That's a problem from Algebra: Chapter $0$ by P. Aluffi, p.78, ex.5.6.
One needs to prove that the group $F(\{x,y\})$ is a coproduct $\mathbb Z*\mathbb Z$ of $\mathbb Z$ by itself in the category $\text{Grp}$.
The author gives a hint to a reader: ''With due care, the universal property for one turns into universal property for the other''.
He assumes that the reader is familiar with basics of the category theory (functors hasn't been introduced in the book yet) and definition of the free groups via universal property.

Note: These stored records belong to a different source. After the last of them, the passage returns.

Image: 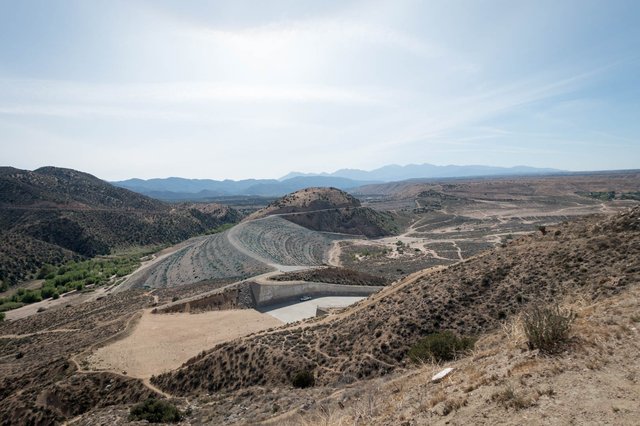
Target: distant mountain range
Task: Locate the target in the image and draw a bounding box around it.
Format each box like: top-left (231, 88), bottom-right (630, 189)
top-left (280, 163), bottom-right (562, 182)
top-left (112, 164), bottom-right (562, 201)
top-left (0, 167), bottom-right (241, 288)
top-left (112, 176), bottom-right (383, 201)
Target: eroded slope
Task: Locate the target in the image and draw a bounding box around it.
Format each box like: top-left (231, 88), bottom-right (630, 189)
top-left (153, 208), bottom-right (640, 395)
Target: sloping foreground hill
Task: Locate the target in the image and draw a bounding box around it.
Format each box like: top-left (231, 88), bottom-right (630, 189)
top-left (152, 208), bottom-right (640, 395)
top-left (247, 188), bottom-right (399, 238)
top-left (0, 167), bottom-right (239, 284)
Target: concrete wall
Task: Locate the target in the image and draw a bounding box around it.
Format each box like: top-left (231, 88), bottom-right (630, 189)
top-left (251, 282), bottom-right (384, 307)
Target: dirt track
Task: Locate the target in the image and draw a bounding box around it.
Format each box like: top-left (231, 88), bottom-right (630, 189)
top-left (88, 309), bottom-right (282, 379)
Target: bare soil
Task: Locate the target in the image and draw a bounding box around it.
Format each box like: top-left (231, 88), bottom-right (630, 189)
top-left (88, 309), bottom-right (282, 378)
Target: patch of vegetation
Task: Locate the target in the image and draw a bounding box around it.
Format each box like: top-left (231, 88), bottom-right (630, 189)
top-left (291, 370), bottom-right (316, 389)
top-left (0, 248), bottom-right (157, 312)
top-left (409, 330), bottom-right (475, 362)
top-left (129, 398), bottom-right (182, 423)
top-left (522, 305), bottom-right (575, 353)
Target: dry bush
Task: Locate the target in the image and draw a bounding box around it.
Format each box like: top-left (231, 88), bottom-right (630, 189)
top-left (409, 331), bottom-right (475, 362)
top-left (491, 385), bottom-right (534, 410)
top-left (522, 305), bottom-right (576, 353)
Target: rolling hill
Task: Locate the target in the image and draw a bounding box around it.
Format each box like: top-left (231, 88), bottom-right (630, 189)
top-left (0, 167), bottom-right (240, 285)
top-left (113, 176), bottom-right (377, 201)
top-left (247, 188), bottom-right (398, 238)
top-left (152, 208), bottom-right (640, 395)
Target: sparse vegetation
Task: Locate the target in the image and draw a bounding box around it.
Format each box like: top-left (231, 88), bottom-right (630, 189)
top-left (129, 398), bottom-right (182, 423)
top-left (206, 223), bottom-right (236, 235)
top-left (291, 370), bottom-right (316, 389)
top-left (0, 248), bottom-right (157, 312)
top-left (409, 330), bottom-right (475, 362)
top-left (491, 385), bottom-right (534, 410)
top-left (522, 305), bottom-right (575, 353)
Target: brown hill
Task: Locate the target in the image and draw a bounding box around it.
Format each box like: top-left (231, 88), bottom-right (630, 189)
top-left (0, 167), bottom-right (239, 284)
top-left (152, 208), bottom-right (640, 395)
top-left (247, 188), bottom-right (399, 238)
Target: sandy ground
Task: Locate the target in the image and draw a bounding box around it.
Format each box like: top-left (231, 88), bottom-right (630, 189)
top-left (261, 296), bottom-right (366, 323)
top-left (88, 309), bottom-right (282, 378)
top-left (5, 287), bottom-right (107, 321)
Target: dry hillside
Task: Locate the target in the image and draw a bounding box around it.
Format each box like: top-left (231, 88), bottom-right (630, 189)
top-left (246, 188), bottom-right (399, 237)
top-left (0, 167), bottom-right (240, 284)
top-left (152, 208), bottom-right (640, 395)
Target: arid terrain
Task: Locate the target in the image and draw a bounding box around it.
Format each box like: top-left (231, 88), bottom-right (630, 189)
top-left (0, 172), bottom-right (640, 424)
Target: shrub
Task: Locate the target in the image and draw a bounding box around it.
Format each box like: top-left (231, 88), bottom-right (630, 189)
top-left (409, 331), bottom-right (475, 362)
top-left (291, 370), bottom-right (316, 389)
top-left (522, 305), bottom-right (575, 353)
top-left (129, 398), bottom-right (182, 423)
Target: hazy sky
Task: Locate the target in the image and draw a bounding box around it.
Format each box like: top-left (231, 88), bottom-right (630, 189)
top-left (0, 0), bottom-right (640, 180)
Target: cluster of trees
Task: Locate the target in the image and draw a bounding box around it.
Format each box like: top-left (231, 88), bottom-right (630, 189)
top-left (0, 255), bottom-right (140, 312)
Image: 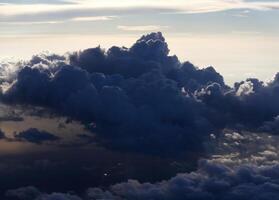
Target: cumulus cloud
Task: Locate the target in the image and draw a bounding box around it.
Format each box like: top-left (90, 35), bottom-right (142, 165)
top-left (2, 32), bottom-right (279, 153)
top-left (3, 33), bottom-right (225, 155)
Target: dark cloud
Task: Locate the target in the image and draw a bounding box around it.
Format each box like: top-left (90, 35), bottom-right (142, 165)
top-left (3, 33), bottom-right (224, 153)
top-left (7, 160), bottom-right (279, 200)
top-left (6, 186), bottom-right (41, 200)
top-left (0, 129), bottom-right (6, 140)
top-left (2, 33), bottom-right (279, 154)
top-left (15, 128), bottom-right (60, 144)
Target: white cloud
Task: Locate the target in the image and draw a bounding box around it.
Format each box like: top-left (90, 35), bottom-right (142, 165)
top-left (0, 0), bottom-right (279, 15)
top-left (117, 25), bottom-right (168, 31)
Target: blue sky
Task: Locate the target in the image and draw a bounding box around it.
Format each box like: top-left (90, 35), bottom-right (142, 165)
top-left (0, 0), bottom-right (279, 83)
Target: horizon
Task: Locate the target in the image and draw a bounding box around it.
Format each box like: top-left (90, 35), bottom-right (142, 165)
top-left (0, 0), bottom-right (279, 200)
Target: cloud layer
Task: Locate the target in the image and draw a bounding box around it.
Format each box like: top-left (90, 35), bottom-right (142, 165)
top-left (2, 32), bottom-right (279, 154)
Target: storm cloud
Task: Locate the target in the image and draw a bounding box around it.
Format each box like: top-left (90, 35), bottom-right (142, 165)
top-left (14, 128), bottom-right (60, 144)
top-left (2, 32), bottom-right (279, 153)
top-left (6, 160), bottom-right (279, 200)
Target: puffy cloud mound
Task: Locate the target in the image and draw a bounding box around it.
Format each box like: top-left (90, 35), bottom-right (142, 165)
top-left (15, 128), bottom-right (60, 144)
top-left (2, 33), bottom-right (225, 153)
top-left (195, 74), bottom-right (279, 133)
top-left (1, 33), bottom-right (279, 153)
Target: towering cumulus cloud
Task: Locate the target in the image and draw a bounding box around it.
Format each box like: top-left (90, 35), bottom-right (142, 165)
top-left (2, 33), bottom-right (279, 156)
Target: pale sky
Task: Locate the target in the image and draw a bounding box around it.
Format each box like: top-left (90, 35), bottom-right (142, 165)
top-left (0, 0), bottom-right (279, 84)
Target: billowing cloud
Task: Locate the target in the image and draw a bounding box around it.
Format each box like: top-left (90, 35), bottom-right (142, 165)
top-left (2, 33), bottom-right (279, 156)
top-left (15, 128), bottom-right (60, 144)
top-left (3, 33), bottom-right (228, 153)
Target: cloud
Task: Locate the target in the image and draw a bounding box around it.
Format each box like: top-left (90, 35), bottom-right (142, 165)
top-left (71, 16), bottom-right (116, 22)
top-left (7, 160), bottom-right (279, 200)
top-left (3, 33), bottom-right (225, 153)
top-left (2, 32), bottom-right (279, 155)
top-left (0, 0), bottom-right (279, 16)
top-left (117, 25), bottom-right (169, 31)
top-left (14, 128), bottom-right (60, 144)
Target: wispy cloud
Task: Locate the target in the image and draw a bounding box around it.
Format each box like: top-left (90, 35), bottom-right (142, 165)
top-left (117, 25), bottom-right (168, 31)
top-left (0, 0), bottom-right (279, 16)
top-left (71, 16), bottom-right (117, 22)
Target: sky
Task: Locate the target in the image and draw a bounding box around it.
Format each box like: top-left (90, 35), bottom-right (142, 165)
top-left (0, 0), bottom-right (279, 200)
top-left (0, 0), bottom-right (279, 85)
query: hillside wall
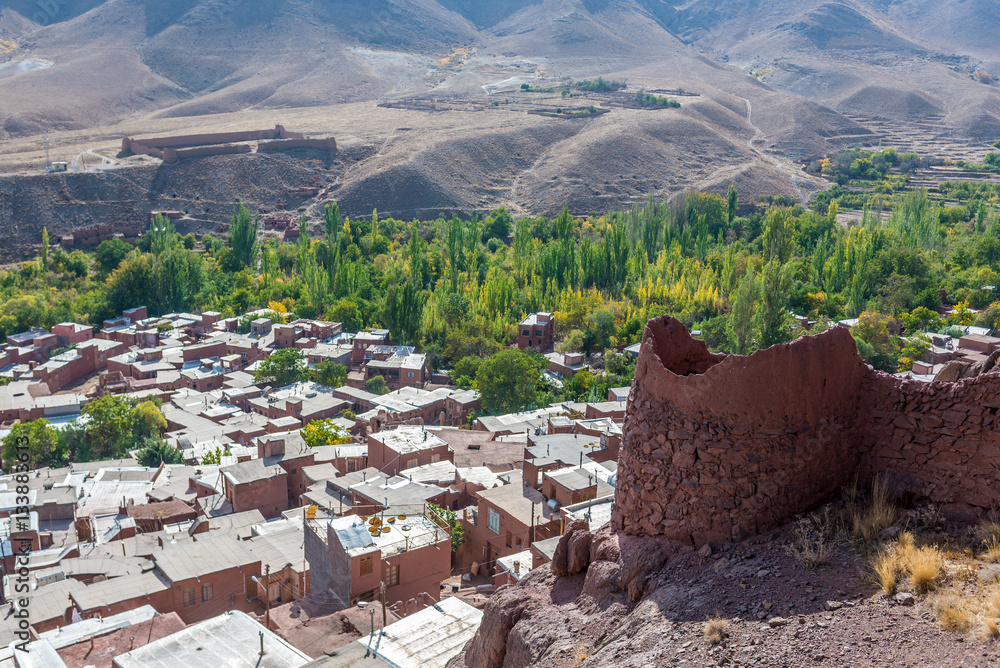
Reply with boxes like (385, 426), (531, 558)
(613, 318), (1000, 545)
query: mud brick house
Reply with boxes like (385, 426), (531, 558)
(351, 329), (389, 366)
(305, 514), (451, 614)
(517, 312), (555, 353)
(368, 425), (455, 475)
(457, 472), (560, 568)
(523, 433), (605, 489)
(221, 459), (289, 517)
(365, 347), (431, 390)
(153, 532), (261, 624)
(32, 339), (125, 391)
(52, 322), (94, 346)
(545, 353), (587, 378)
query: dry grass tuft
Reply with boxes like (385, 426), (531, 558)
(702, 617), (729, 645)
(872, 531), (944, 596)
(979, 536), (1000, 564)
(986, 589), (1000, 617)
(934, 598), (972, 633)
(873, 548), (902, 596)
(849, 478), (899, 542)
(785, 521), (830, 569)
(903, 547), (944, 594)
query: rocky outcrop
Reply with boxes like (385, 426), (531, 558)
(612, 317), (1000, 546)
(934, 350), (1000, 383)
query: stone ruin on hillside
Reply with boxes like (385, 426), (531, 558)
(612, 317), (1000, 546)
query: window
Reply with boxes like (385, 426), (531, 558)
(489, 508), (500, 534)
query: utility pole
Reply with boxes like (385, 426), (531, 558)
(379, 580), (387, 635)
(261, 564), (271, 632)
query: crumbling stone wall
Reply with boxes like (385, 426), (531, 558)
(612, 318), (1000, 545)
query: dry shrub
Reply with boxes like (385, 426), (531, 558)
(902, 547), (944, 594)
(872, 531), (944, 596)
(848, 478), (899, 542)
(702, 617), (729, 645)
(785, 518), (830, 569)
(986, 589), (1000, 617)
(872, 548), (902, 596)
(979, 536), (1000, 564)
(934, 597), (972, 633)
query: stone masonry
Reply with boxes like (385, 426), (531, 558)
(612, 317), (1000, 546)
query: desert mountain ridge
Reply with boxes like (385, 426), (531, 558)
(0, 0), (1000, 258)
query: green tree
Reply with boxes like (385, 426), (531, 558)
(427, 503), (468, 552)
(729, 269), (760, 355)
(483, 208), (514, 240)
(135, 437), (184, 468)
(365, 376), (389, 395)
(132, 401), (167, 437)
(94, 238), (133, 276)
(762, 207), (795, 264)
(476, 349), (545, 414)
(451, 355), (483, 390)
(38, 227), (49, 272)
(851, 311), (899, 373)
(583, 309), (616, 353)
(3, 418), (67, 473)
(302, 420), (351, 448)
(105, 254), (156, 314)
(312, 360), (347, 387)
(726, 183), (740, 228)
(757, 260), (793, 348)
(82, 395), (138, 459)
(227, 202), (258, 272)
(253, 348), (308, 387)
(563, 369), (592, 401)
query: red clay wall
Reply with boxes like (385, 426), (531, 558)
(613, 318), (1000, 545)
(257, 137), (337, 152)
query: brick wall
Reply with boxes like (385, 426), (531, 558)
(612, 318), (1000, 545)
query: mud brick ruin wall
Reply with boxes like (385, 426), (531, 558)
(122, 125), (337, 163)
(612, 318), (1000, 545)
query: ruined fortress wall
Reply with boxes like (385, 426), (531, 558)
(257, 137), (337, 153)
(859, 372), (1000, 508)
(613, 318), (1000, 545)
(163, 144), (251, 162)
(122, 125), (305, 153)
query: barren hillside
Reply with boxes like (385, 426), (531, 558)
(0, 0), (1000, 258)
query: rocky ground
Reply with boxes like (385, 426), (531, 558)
(452, 506), (1000, 668)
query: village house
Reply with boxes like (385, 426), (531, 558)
(517, 313), (555, 353)
(305, 514), (451, 615)
(368, 425), (455, 475)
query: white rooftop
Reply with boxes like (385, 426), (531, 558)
(115, 611), (310, 668)
(371, 425), (447, 455)
(357, 597), (483, 668)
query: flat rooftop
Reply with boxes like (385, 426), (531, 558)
(115, 611), (310, 668)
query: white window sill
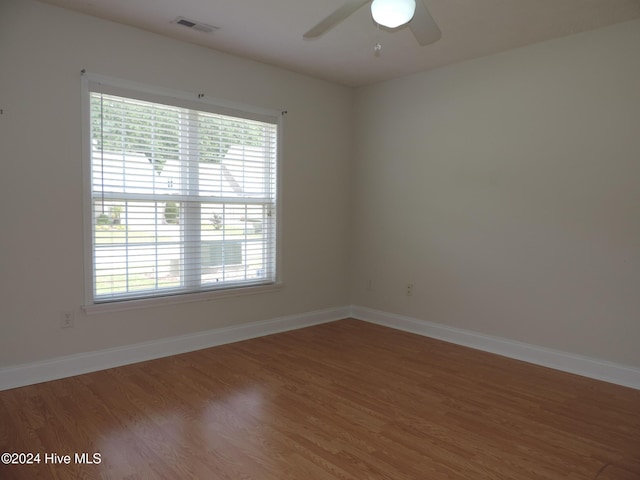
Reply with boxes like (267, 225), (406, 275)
(82, 283), (283, 315)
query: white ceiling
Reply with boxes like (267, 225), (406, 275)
(41, 0), (640, 86)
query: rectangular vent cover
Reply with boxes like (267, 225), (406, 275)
(171, 17), (219, 33)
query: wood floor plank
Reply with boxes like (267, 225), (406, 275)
(0, 319), (640, 480)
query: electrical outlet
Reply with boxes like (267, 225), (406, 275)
(60, 312), (75, 328)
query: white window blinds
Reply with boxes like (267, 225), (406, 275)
(88, 82), (278, 303)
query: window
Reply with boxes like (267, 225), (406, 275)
(84, 75), (279, 304)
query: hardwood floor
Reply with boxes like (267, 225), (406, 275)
(0, 320), (640, 480)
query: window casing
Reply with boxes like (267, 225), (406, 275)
(83, 77), (280, 305)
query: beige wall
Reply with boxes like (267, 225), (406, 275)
(352, 16), (640, 366)
(0, 0), (353, 367)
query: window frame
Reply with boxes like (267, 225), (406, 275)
(81, 71), (284, 313)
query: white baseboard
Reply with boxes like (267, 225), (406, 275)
(0, 307), (350, 391)
(351, 306), (640, 390)
(0, 306), (640, 391)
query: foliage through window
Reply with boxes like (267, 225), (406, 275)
(87, 82), (278, 303)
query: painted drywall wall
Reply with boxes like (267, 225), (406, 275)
(351, 21), (640, 366)
(0, 0), (353, 367)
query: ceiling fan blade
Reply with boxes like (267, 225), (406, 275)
(303, 0), (370, 39)
(409, 0), (442, 46)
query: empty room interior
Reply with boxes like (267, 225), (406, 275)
(0, 0), (640, 480)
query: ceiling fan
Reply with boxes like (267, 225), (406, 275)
(303, 0), (442, 46)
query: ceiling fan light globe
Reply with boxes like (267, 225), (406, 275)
(371, 0), (416, 28)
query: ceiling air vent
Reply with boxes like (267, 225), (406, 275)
(171, 17), (220, 33)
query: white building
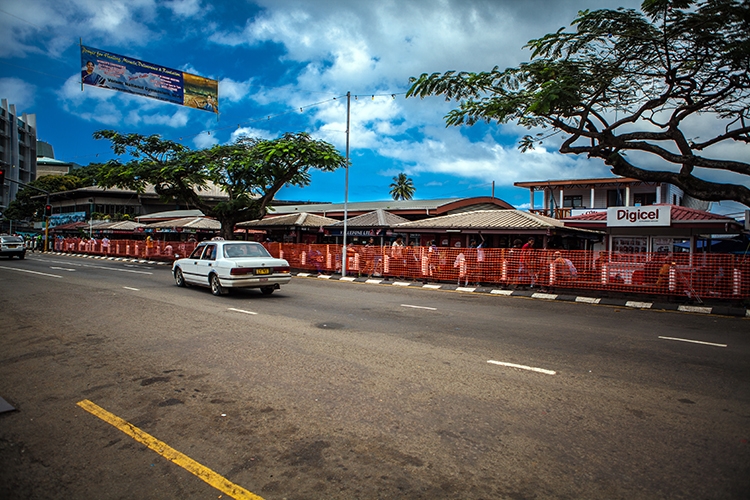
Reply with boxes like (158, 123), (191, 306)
(513, 177), (708, 219)
(0, 99), (36, 211)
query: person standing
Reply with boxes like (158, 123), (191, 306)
(391, 236), (404, 278)
(521, 236), (538, 288)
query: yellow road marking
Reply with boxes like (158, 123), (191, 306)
(77, 399), (263, 500)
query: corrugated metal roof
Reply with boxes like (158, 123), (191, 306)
(145, 217), (221, 230)
(331, 208), (409, 227)
(272, 198), (462, 214)
(136, 210), (205, 222)
(237, 212), (338, 228)
(95, 220), (144, 231)
(396, 210), (565, 230)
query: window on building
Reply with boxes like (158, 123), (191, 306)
(607, 189), (625, 207)
(563, 194), (583, 208)
(633, 193), (656, 206)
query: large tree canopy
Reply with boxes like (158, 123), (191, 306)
(407, 0), (750, 206)
(94, 130), (346, 239)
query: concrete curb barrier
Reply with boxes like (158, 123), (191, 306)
(48, 252), (750, 318)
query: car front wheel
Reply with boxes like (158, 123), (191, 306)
(208, 274), (227, 295)
(174, 267), (185, 286)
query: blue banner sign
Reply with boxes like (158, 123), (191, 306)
(81, 45), (219, 113)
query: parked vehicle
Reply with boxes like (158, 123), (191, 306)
(172, 240), (292, 295)
(0, 236), (26, 259)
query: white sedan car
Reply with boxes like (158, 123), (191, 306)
(172, 240), (292, 295)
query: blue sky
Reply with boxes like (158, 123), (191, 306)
(0, 0), (748, 216)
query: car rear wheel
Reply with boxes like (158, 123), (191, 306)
(208, 274), (227, 295)
(174, 267), (185, 286)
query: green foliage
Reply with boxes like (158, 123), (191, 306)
(94, 130), (346, 238)
(407, 0), (750, 205)
(390, 172), (416, 200)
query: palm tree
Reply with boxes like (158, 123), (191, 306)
(391, 172), (416, 200)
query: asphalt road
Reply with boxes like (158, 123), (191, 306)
(0, 254), (750, 500)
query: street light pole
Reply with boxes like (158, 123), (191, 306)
(341, 92), (352, 276)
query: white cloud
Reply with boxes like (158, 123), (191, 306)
(0, 78), (36, 110)
(163, 0), (206, 17)
(219, 78), (252, 103)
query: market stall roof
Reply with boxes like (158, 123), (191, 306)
(330, 208), (409, 227)
(237, 212), (338, 228)
(143, 217), (221, 231)
(135, 210), (205, 224)
(94, 220), (144, 231)
(394, 210), (598, 233)
(49, 221), (96, 231)
(260, 196), (513, 220)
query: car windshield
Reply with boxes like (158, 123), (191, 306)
(224, 243), (271, 259)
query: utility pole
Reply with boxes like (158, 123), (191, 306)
(341, 91), (352, 276)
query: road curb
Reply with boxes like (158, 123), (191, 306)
(292, 272), (750, 318)
(42, 252), (750, 318)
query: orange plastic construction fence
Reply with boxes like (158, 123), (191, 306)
(274, 243), (750, 299)
(55, 238), (750, 300)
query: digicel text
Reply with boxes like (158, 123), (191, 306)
(617, 208), (659, 222)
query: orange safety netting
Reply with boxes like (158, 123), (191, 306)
(55, 238), (750, 300)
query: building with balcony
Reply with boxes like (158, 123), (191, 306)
(513, 177), (708, 219)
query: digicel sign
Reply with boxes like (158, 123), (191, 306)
(607, 205), (672, 227)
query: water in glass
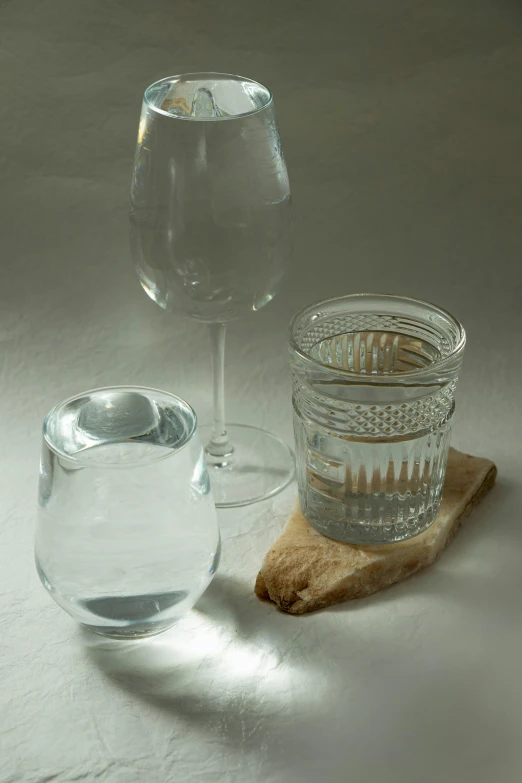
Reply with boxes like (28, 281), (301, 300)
(290, 295), (464, 544)
(36, 389), (219, 637)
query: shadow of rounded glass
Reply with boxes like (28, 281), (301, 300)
(80, 576), (323, 742)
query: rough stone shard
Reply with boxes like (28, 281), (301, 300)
(255, 449), (497, 614)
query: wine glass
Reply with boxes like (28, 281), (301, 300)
(130, 73), (294, 506)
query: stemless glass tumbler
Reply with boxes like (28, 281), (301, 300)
(35, 386), (220, 638)
(289, 294), (466, 544)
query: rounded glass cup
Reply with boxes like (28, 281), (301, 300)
(35, 386), (220, 639)
(289, 294), (466, 544)
(129, 73), (294, 506)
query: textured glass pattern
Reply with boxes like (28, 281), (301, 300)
(290, 295), (465, 544)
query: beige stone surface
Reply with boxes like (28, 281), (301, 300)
(255, 449), (497, 614)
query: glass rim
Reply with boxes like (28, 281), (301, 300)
(287, 292), (466, 385)
(143, 71), (274, 122)
(42, 385), (198, 469)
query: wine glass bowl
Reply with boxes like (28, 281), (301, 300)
(130, 73), (294, 506)
(130, 69), (291, 323)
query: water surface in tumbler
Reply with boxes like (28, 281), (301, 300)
(36, 392), (219, 636)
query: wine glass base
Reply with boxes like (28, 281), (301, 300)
(199, 424), (295, 508)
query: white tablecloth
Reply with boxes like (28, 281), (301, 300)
(0, 0), (522, 783)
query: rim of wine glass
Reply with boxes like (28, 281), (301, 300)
(143, 71), (274, 122)
(42, 385), (198, 470)
(288, 292), (466, 385)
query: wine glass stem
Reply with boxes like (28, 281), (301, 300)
(205, 324), (234, 467)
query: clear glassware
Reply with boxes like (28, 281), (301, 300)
(289, 294), (466, 544)
(35, 386), (220, 638)
(130, 73), (294, 506)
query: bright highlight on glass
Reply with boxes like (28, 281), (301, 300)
(35, 387), (219, 638)
(130, 73), (294, 506)
(289, 294), (466, 544)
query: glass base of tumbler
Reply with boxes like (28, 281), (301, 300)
(199, 424), (295, 508)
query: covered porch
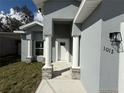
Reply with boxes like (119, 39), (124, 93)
(42, 20), (80, 79)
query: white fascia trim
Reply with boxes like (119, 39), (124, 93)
(13, 31), (25, 34)
(19, 21), (43, 29)
(73, 0), (102, 23)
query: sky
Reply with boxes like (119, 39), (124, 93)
(0, 0), (37, 13)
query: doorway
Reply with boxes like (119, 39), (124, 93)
(56, 39), (69, 62)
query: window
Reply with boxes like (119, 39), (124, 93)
(35, 41), (44, 56)
(60, 42), (65, 46)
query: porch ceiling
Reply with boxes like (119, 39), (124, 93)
(0, 32), (21, 40)
(33, 0), (82, 8)
(74, 0), (102, 23)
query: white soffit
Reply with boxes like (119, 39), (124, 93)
(33, 0), (47, 8)
(13, 30), (25, 34)
(74, 0), (102, 23)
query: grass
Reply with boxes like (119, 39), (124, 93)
(0, 62), (42, 93)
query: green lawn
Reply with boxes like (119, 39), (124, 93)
(0, 62), (42, 93)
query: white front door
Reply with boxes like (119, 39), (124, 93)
(56, 39), (69, 61)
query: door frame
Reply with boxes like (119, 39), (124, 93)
(55, 38), (70, 62)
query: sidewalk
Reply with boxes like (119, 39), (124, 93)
(36, 62), (85, 93)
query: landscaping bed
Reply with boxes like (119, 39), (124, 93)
(0, 62), (42, 93)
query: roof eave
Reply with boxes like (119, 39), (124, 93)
(74, 0), (102, 23)
(19, 21), (43, 30)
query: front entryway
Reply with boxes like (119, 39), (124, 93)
(56, 39), (69, 62)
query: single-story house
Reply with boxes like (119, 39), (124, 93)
(13, 0), (124, 93)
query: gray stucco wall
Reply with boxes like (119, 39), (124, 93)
(80, 20), (102, 93)
(0, 37), (17, 57)
(81, 0), (124, 93)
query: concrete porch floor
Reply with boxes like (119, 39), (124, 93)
(35, 62), (85, 93)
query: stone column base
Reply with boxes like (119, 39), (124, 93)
(71, 67), (80, 80)
(26, 57), (32, 63)
(98, 90), (118, 93)
(42, 66), (53, 79)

As of now, I don't have any more ideas. Just wrote out the universal property for coproducts and free group of $\{x,y\}$ and observed that $\mathbb Z$ itself is a free group of a set with the cardinality of 1 (hence of $\{x\}$ and $\{y\}$).
Best Answer
The short answer is that the free group functor $F \colon \mathsf{Set} \to \mathsf{Grp}$ is left adjoint to the forgetful functor and so commutes with colimits, hence $$F(\{x,y\}) \simeq F(\{x\}\sqcup\{y\}) \simeq F(\{x\}) \ast F(\{y\}) \simeq \mathbb Z \ast \mathbb Z .$$
But (adjoint) functors are not supposed to be known at this stage of the book, so just show it directly: show that $F(\{x,y\})$ is indeed the vertex of an initial cocone over the diagram $$\mathbb Z \qquad \mathbb Z.$$ Denote $\iota_1 \colon \mathbb Z \to F(\{x,y\}), 1 \mapsto x$ and $\iota_2 \colon \mathbb Z \to F(\{x,y\}), 1 \mapsto y$. Now, for any diagram $$\mathbb Z \stackrel f \to G \stackrel g \leftarrow \mathbb Z,$$ one can define $h_{f,g} \colon F(\{x,y\}) \to G$ on the generators by $x \mapsto f(1), y\mapsto g(1)$, making the following diagram commute $$ \begin{array}{ccccc} \mathbb Z & \stackrel {\iota_1} \to & F(\{x,y\}) & \stackrel{\iota_2} \leftarrow & \mathbb Z \\ & {}_f \searrow & \ \ \ \ \ \downarrow {}_{h_{f,g}} & \swarrow {}_g & \\ & & G & & \end{array} $$ Of course, such an $h_{f,g}$ is necessarily unique: it is determined by the image of $x$ and $y$, which are given by the commutative diagram.
Hence, we have our initial cocone: $$ \mathbb Z \stackrel{\iota_1} \to F(\{x,y\}) \stackrel{\iota_2} \leftarrow \mathbb Z, $$ showing that $F(\{x,y\})$ is a coproduct of $\mathbb Z$ by itself in the category of groups.